Jamaica’s Foreign Minister, Kamina Johnson Smith, informed the session that cannabis and cannabis resin were currently listed as Schedules I and IV, which makes it ineligible for research. “We contend that the classification of cannabis under the Single Convention is an anomaly, and that the medical value of a substance must be determined by science and evidence-based analysis, above other considerations,” Johnson Smith told the UN General Assembly Thursday. “Cannabis has been traditionally used as a folk medicine, as well as a religious sacrament by adherents to our indigenous faith, Rastafari.”

Jamaica’s Prime Minister, Andrew Holness, had recently promised to legalize cannabis for “specified purposes.” The Queen Elizabeth II of England is head of state over a number of the Caribbean islands including Jamaica, Barbados and the Bahamas.
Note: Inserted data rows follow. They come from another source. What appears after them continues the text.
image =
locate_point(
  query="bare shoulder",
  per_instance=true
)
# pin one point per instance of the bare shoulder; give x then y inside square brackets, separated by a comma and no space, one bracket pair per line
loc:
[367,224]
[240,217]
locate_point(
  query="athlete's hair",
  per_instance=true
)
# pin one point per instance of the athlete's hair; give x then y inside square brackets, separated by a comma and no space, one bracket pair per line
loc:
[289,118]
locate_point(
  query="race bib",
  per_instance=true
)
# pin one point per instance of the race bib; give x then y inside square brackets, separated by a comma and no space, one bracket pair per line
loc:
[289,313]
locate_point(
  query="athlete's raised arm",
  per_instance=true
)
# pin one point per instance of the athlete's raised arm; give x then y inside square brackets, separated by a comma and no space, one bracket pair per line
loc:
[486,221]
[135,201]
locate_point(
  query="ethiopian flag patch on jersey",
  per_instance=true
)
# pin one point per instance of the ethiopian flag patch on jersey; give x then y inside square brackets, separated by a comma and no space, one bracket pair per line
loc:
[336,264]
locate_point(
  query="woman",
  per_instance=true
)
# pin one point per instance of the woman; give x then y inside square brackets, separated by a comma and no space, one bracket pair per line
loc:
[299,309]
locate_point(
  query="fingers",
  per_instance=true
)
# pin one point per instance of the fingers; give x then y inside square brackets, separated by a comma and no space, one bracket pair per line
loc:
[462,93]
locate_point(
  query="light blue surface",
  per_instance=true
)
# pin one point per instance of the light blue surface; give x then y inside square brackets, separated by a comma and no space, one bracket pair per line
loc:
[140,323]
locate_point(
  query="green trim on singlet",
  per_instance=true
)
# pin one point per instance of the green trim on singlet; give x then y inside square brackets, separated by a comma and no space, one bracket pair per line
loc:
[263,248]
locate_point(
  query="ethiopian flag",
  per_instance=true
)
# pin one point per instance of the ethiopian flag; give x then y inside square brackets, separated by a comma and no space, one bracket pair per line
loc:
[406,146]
A proposed constitutional amendment is underway in Jamaica, which would replace the Queen as head of state and make the country a Republic.

A representative from the Bahamas told the session that the country is “a major transit hub for illicit drugs, where resources used to intercept criminal enterprises would be better spent on providing basic infrastructure to meet education, health and transportation needs and on providing loans to help entrepreneurs purchase fishing boats.”

The UN responded with the plan to create a “more humane, public health-oriented, human rights-compliant, evidence-based approach that addresses this issue in all its complexity.” Modern Jamaica is focusing their energies on medical cannabis and the research behind it. The Schedule I status dates back to the 1961 Single Convention on Narcotics where cannabis laws were conceived and enforced globally.